This is an unusual bread in that you mash the potatoes and put them into the dough.
It is a soft bread, that you do not need a bread machine to make, and I have made it as rolls instead of a loaf of bread.
I used coconut milk powder as one of my visitors does not eat dairy, but use ordinary milk powder will work well also.
Preparation Time: 35 minutes plus standing
Cooking Time: 30 minutes
Serves: 6 large double rolls
Ingredients 500 g potatoes, peeled
7 g sachet dried yeast
3½ to 4 cups unbleached plain flour
1 tsp salt
2 tbsp full cream coconut milk powder
¼ to ½ cup chives, chopped
1 egg white
Sunflower seeds to decorate =(optional)
Boil or cook the potatoes cut into pieces till they are tender.
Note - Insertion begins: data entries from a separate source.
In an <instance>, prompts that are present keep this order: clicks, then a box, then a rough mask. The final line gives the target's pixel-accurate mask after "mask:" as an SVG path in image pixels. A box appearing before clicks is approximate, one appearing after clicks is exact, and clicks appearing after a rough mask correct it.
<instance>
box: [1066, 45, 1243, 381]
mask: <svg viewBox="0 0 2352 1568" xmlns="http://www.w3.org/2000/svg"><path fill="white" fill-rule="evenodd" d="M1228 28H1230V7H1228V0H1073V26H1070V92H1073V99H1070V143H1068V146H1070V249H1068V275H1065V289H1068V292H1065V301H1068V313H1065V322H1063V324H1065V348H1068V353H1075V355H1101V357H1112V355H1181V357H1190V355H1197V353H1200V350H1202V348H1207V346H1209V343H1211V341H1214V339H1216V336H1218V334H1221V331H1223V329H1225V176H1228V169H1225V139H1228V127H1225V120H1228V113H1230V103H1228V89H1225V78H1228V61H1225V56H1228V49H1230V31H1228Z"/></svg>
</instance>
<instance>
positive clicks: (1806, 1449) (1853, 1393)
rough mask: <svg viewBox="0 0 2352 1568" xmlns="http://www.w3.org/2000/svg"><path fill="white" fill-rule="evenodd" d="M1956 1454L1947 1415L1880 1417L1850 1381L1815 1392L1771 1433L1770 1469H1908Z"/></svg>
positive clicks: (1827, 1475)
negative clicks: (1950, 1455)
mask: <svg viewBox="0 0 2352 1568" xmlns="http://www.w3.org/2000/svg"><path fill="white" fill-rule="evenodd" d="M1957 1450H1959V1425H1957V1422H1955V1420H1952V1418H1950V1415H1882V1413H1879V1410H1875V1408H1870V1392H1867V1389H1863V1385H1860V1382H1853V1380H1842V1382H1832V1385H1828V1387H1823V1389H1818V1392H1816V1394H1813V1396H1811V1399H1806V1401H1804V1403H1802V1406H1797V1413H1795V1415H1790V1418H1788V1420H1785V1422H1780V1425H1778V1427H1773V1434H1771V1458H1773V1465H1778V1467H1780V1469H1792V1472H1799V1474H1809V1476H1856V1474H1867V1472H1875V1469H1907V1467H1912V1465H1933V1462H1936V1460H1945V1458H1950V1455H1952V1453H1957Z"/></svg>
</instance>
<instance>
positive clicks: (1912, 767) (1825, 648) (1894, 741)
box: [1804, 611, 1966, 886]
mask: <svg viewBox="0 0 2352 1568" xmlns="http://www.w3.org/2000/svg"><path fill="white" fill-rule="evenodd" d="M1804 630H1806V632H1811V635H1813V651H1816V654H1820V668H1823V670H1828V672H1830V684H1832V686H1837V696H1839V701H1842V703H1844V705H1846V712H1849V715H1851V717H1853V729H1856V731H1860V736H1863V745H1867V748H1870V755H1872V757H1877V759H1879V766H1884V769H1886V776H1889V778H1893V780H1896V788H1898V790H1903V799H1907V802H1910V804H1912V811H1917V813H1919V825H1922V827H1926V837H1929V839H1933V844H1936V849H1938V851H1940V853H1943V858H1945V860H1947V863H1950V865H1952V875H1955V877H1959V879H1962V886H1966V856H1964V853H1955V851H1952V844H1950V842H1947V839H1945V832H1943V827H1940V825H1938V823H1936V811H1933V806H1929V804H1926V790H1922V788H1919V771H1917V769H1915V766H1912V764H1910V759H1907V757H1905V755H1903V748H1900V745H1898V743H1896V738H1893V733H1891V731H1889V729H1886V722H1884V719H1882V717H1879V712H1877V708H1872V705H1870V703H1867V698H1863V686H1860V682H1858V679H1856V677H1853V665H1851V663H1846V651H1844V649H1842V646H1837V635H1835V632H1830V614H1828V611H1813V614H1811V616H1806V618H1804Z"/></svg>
Keep them warm while you fill a 25 cm cake tin with baking paper.
Sift 3½ cups flour, salt and milk powder into a bowl, and add the chives and mashed potato.
Using a fork, mix in the potato and chives.
It will be a crumbly mixture at this stage
Add the yeast - the yeast I use does not require adding water to first, and can be added to the dry ingredients (Tandaco sachets).
Add 1 cup warm water and if need be, a bit more flour to make a soft dough.
Knead this for about 5 minutes until it is smooth.
Put it in an oiled bowl and brush the top with oil.
Cover and leave in a warm place for about an hour or until it is well risen.
Dough - before and after proofing
Punch it down and knead for a minutes.
Divide into 12 balls.
Put two layers of six balls in a "daisy" pattern in the tin.
Cover and leave for 45 minutes or until the dough has risen once again - they will not be even but they will still pull apart nicely.
Dough has risen again
Preheat the oven to 210°/190° fan forced.
Mix the egg white with about 2 tsp of cold water and brush over the rolls.
Sprinkle the seeds over the top.
Bake for 15 minutes. Reduce the oven to 180°/160° fan forced and bake for a further 20 minutes, or until the rolls sound hollow when tapped on the base.
Leave for 10 minutes and then turn out onto a wire rack to cool.